Este 3 de octubre habían firmado el Llamado por la Paz, el Diálogo Nacional, del 25 septiembre, ocho mil 173 personas y 319 organismos diversos (universitarios, profesionales, municipales, ecologistas, de derechos humanos y ciudadanos, de mujeres, artistas, campesinos, indígenas, jóvenes, asalariados, empresarios y religiosos --con siete obispos y cinco provinciales--) provenientes de 23 estados. Y seguían llegando firmas.
El gobierno no debiera ignorar lo que significa este creciente conglomerado ciudadano. La visión modernizadora del Ejecutivo debería permitirle percibir que el PRI ya no puede sustituir a la ciudadanía y que a quienes queremos que de inmediato el diálogo adquiera seriedad y asegure la paz no nos sustituyen los partidos politicos ni el EZLN ni la Conai: existimos aunque el gobierno simule no vernos ni oírnos.
El Llamado no ignora los avances del camino hacia la paz ni los esfuerzos de quienes dialogan y, sobre todo, de quienes los empujaron al diálogo sin estar representados en San Andrés.
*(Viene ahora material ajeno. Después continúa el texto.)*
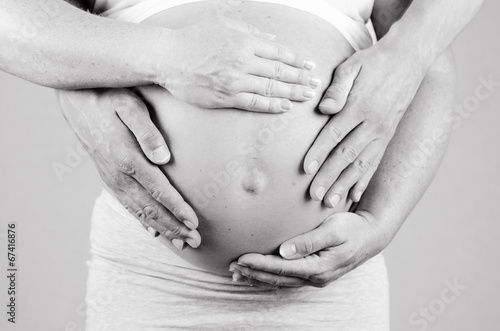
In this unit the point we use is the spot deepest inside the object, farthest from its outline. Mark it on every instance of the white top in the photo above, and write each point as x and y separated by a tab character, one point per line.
350	17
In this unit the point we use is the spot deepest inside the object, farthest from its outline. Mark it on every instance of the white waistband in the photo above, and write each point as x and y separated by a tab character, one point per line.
356	33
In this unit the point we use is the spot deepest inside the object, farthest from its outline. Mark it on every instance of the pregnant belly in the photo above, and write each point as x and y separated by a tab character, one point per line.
242	171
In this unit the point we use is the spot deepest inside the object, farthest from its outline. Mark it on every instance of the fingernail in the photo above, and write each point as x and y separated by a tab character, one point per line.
327	104
179	244
286	105
313	167
309	64
314	81
237	277
288	250
320	192
161	155
334	200
269	36
153	232
189	224
194	243
309	94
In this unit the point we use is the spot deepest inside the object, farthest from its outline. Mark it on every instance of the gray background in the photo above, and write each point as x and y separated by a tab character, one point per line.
452	236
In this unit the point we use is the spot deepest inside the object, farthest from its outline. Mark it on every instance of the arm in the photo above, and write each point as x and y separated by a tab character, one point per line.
369	103
346	240
64	47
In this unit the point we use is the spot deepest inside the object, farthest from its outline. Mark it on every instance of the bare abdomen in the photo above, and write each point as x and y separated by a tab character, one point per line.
242	171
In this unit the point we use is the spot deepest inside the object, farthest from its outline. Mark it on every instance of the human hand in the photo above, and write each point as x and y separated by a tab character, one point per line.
113	125
341	243
369	94
224	63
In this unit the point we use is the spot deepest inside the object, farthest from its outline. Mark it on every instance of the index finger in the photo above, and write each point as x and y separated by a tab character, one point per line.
337	128
301	268
277	52
160	188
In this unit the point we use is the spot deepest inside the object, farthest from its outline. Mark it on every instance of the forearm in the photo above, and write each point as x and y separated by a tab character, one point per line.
415	153
426	29
74	49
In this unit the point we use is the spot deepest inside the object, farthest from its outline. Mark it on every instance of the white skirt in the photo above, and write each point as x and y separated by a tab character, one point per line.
137	283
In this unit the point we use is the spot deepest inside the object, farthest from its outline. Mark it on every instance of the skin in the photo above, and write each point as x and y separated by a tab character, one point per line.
372	90
346	240
72	49
382	76
110	53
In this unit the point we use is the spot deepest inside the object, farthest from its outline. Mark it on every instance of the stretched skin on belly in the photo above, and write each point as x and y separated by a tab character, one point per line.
241	171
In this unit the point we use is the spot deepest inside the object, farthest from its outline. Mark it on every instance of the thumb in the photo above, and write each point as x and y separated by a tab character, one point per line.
313	241
136	117
336	95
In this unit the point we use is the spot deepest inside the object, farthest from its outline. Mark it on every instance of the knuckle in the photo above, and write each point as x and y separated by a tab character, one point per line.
253	103
150	212
150	136
308	244
173	231
278	70
157	193
348	153
176	210
274	282
280	53
335	133
270	88
364	108
363	165
319	280
127	165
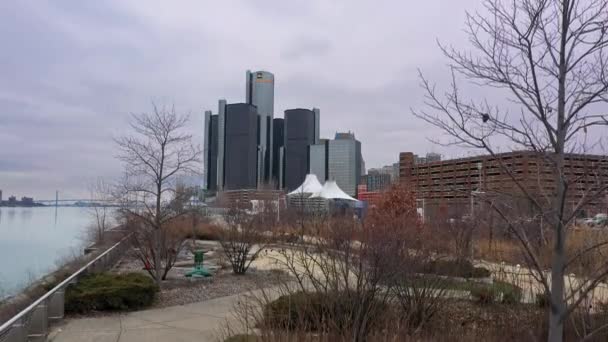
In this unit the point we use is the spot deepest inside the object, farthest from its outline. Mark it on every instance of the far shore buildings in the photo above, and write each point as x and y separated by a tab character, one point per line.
450	187
246	148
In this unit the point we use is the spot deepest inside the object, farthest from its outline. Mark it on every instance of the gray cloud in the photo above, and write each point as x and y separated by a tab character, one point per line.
73	71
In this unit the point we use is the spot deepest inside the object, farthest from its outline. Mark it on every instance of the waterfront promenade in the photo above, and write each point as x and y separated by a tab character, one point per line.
192	322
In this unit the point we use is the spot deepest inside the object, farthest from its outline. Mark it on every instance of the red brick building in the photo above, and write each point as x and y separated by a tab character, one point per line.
448	185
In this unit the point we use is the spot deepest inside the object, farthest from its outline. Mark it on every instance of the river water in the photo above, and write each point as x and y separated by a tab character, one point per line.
34	240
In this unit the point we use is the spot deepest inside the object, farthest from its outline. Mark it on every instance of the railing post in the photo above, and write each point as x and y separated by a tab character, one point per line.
56	306
17	333
39	324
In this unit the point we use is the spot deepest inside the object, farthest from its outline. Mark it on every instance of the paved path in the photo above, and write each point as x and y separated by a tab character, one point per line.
191	322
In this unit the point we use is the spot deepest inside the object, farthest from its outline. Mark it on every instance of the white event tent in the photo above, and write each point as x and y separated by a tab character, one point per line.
331	190
310	186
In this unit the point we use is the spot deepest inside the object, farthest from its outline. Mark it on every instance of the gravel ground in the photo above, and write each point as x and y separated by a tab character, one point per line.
222	284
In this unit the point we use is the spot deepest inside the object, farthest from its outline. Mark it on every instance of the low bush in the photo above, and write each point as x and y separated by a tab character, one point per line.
484	295
316	311
542	300
456	268
511	294
242	338
110	292
499	291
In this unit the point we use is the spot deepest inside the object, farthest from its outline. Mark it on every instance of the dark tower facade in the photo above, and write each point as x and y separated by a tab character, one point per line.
301	128
260	93
241	148
278	137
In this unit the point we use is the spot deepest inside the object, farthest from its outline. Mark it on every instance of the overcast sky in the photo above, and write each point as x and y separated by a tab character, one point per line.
72	71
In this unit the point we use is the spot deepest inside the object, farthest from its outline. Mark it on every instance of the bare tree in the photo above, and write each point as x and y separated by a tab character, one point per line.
101	213
245	236
551	57
154	157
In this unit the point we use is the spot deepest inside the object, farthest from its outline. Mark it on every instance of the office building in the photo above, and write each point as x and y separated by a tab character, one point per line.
278	140
317	159
260	93
391	170
344	162
230	147
376	181
301	131
339	159
428	158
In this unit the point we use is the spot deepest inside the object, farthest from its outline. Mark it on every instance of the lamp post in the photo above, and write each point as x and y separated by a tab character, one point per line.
478	191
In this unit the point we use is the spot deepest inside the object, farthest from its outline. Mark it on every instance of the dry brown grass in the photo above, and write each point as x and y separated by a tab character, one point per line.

Pero la preocupación fundamental que expresa se refiere a la amenaza de que se generalice el autoritarismo que propicia violencia armada y violación de derechos humanos.
La respuesta gubernamental parece seguir limitándose a la sordera y a la ceguera, y al propósito de arrastrar en ella a la mayor parte de la ciudadanía impedida de conocer los planteamientos de quienes no están sometidos a la voluntad priísta: la televisión y casi todos los otros medios ocultan el contenido del llamado y lo tergiversan en el sentido requerido por el Ejecutivo. Si el Presidente reconoció haber llegado a su cargo gracias a la inequidad que le favoreció frente a sus oponentes, hoy tendría que reconocer que la misma inequidad le permite manipular la ausencia de información completa e imparcial. Esto puede estar destinado a justificar la supresión de los pocos espacios aún abiertos para la negociación social, la expresión libre y el ejercicio de los derechos humanos y las garantías individuales.
Hace 28 años se vivía una situación semejante. Los universitarios, como parte de la ciudadanía, pedíamos un diálogo público con las autoridades que ya desde entonces se resistían a ver y oír. Todo había comenzado con una represión absurda e injustificada, quizá para provocar medidas policiacas y militares ante un descontento que se generalizaba. Analizar la situación del país y de su democracia, estar en la calle, informar como se podía, proponer soluciones a los problemas coyunturales y a los de largo plazo, era entonces un peligro: hacía de cada universitario y de quienes reflexionaran favorablemente sobre las razones del Comité Nacional de Huelga, de la Coalición de Maestros y de muchos hombres y mujeres, un sospechoso de disolución social, un preso político en potencia. Hoy, quienes estamos por la paz y el diálogo nacional, por la información veraz, por la libre circulación de las personas, somos acusados de ser redentores a los que puede resolverse crucificar.
Oponer la razón a la fuerza del Estado y crear alternativas a las políticas oficiales resueltas de manera autoritaria fue hace tres décadas motivo suficiente para la masacre de Tlatelolco.
En octubre de 1996 aún es posible evitar que quienes tal vez lo hayan planeado desistan del nuevo 2 de octubre que parecen preparar y que día con día van dibujando como algo inminente, como secuela inevitable de la pequeña violencia autoritaria que reina entre nosotros desde siempre. Bastaría escuchar íntegramente a la pluralidad ciudadana, y dejarla que se escuchara sin edición previa a través de todos los medios, principalmente de la televisión. Bastaría dar cauce abierto al diálogo nacional, y hacerlo público como se está requiriendo desde 1968.